During the Great Appliance Debacle of 2013, many things around the house became askew. The garage suffered a tremendous amount of disorganization as we attempted to make room for appliances we were getting rid of, appliances we received in error, and appliances that never even showed up. (Thanks again, Sears!) As I shuffled things around the garage I had to make use of various items, such as a cooler to empty out the freezer before the refrigerator could be moved. The biggest cooler we have was still filled with bottles of Corona from the disasterpiece of a b-day get together I had. Those had to be taken out and because I never knew when Sears was showing up with stuff different from the stuff we had purchased, I just kind of put the bottles of Corona on the garage floor. This planned worked well...until yesterday.
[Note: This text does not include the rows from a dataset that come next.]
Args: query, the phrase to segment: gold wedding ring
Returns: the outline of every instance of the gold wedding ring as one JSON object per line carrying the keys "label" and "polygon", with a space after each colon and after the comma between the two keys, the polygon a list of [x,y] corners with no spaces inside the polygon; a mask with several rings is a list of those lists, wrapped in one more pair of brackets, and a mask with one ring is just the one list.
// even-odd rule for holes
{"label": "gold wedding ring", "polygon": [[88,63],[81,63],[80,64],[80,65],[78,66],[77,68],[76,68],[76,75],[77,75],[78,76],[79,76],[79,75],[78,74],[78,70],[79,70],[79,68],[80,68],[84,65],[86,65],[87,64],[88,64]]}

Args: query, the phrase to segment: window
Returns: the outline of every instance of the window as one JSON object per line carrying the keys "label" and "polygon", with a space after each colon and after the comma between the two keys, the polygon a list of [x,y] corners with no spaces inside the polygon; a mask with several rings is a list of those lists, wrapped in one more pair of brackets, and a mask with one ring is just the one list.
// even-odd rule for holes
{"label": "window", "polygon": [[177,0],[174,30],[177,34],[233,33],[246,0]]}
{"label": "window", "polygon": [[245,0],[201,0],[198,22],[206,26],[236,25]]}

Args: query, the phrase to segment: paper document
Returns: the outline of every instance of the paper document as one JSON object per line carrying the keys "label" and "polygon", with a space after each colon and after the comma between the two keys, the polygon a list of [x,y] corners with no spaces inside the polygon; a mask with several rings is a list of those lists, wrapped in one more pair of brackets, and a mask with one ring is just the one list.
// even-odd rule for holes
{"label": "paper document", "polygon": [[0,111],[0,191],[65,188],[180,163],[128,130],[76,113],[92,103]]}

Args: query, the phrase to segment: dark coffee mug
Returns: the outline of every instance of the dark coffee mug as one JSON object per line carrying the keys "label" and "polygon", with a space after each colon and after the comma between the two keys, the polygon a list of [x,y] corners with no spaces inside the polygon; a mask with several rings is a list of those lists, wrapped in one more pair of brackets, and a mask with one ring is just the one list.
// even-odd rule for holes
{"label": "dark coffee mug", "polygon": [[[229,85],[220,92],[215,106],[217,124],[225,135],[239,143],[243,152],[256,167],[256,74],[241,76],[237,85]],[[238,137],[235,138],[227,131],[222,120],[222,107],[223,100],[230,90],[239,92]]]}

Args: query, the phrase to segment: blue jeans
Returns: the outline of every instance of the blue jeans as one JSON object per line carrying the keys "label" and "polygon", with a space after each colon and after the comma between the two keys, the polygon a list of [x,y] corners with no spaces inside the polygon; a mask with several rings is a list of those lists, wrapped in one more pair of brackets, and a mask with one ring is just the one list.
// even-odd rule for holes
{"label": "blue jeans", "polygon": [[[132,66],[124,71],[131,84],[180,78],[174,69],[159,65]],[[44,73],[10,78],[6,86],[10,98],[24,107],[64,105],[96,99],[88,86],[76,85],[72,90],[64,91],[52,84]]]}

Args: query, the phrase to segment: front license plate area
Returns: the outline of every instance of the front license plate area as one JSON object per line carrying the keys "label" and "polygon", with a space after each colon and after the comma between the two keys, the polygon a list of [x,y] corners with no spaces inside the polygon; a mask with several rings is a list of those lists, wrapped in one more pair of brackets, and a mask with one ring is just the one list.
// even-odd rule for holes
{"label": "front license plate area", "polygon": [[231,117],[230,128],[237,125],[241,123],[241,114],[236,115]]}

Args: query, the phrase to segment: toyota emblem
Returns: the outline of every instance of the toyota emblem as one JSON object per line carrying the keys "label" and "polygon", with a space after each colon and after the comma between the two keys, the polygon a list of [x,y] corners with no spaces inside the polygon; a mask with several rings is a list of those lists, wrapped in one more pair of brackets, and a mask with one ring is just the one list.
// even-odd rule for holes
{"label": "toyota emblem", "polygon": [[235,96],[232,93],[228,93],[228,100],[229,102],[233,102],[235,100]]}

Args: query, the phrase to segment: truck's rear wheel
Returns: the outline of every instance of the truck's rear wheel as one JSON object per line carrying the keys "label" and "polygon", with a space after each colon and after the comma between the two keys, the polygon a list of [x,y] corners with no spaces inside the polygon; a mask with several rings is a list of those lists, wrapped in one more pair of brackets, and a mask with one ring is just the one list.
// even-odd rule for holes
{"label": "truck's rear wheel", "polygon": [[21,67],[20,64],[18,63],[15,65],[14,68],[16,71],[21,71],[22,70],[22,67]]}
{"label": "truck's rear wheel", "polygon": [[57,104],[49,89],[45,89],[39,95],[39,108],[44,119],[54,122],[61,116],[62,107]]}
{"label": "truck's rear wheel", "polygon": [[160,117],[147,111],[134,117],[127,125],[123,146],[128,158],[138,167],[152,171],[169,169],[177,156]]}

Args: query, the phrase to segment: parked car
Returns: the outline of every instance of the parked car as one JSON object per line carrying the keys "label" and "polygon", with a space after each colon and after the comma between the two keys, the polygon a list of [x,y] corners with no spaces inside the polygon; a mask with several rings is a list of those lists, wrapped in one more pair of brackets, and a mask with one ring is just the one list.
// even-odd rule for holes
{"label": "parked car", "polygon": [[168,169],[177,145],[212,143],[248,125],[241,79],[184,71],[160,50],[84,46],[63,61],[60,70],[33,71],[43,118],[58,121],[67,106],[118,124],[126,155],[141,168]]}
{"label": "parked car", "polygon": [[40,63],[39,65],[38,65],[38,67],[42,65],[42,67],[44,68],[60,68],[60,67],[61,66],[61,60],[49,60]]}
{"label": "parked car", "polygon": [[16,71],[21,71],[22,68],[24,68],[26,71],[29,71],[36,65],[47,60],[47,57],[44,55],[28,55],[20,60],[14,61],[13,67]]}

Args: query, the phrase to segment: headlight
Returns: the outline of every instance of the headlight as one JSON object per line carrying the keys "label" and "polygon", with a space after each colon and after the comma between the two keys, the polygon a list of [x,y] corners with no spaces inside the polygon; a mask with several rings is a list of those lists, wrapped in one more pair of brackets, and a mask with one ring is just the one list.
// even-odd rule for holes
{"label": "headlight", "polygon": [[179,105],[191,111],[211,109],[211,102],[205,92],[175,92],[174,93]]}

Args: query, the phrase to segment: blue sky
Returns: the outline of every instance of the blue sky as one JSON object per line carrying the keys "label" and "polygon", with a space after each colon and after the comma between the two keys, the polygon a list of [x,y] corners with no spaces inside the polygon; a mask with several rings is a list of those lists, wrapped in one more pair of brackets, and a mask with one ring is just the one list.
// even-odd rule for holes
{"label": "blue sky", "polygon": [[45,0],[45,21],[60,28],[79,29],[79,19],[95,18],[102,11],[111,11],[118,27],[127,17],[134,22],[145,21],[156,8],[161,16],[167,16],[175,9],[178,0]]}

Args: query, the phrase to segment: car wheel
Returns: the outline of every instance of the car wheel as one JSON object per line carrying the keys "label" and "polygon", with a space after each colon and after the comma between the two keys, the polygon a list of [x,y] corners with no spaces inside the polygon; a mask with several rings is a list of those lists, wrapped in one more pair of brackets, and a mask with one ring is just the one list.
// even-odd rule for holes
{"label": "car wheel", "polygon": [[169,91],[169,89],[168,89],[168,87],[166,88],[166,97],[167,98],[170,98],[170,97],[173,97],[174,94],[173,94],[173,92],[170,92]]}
There's a long convoluted story about me trying to repair the passenger side mirror of the Black Mamba up to what happened when I tried to clean the garage, but that's a story for another time. Just know that I'm still driving with only one working side mirror on my bucket due to my super genius move of clipping the frame of the garage door a while back. A job that looked so easy on the instructions I received with the replacement mirror was confounding, to say the least. Every single bolt and screw on the Black Mamba are of different sizes, even if they serve the same purpose. When I went to remove the door panel I discovered I needed special door panel removal tools that I do not own. Much cursing took place as I struggled to remove the door panel...so much cursing that if F-bombs were fire bombs my garage would have been Dresden. Anyhoo, I never removed the door panel, but I left a mess in the garage...my ego and self-worth as a half-assed wrencher still lie crumpled in the corner near the LED candy cane lights...
When the girls and I returned home from their gymnastics class yesterday evening, I attempted a quick clean up of the garage. During said clean up attempt I managed to knock over a Corona bottle, as I reached to stop it from toppling over I tipped another bottle over..next thing you know three bottles of Corona exploded in the garage. Now, a 16 ounce bottle of beer doesn't look like much until it detonates and showers everything in a three yard radius with barley pop...three don't even seem that daunting until a river of middling Mexican beer is flowing like a mini Rio Grande snaking across the garage floor. However, the reality is that three bottles of beer contain quite a bit of liquid...and glass...
I did my best with the glass, but I was mostly concerned with the beer. I opened the garage doors, doused the floor with several 5 gallon buckets of water, and swept the place clean. This morning the garage still smelled like a bar rag though, and it probably will for eternity. Stale beer is just an odor that never really goes away and is a distance third only to cat wizz and bong water, in that order, when it comes to smelling offensive. Come summertime the garage is going to stink like a wino that stumbled upon a cache of Foster's oil cans and a family sized bag of Chili Cheese Fritos. Not good. I suppose I could take some Purex or something and swab the place out again...or maybe we'll just move.
Moral of the story- never clean the garage after being disappointed by a big box appliance retailer. Nothing good comes of it.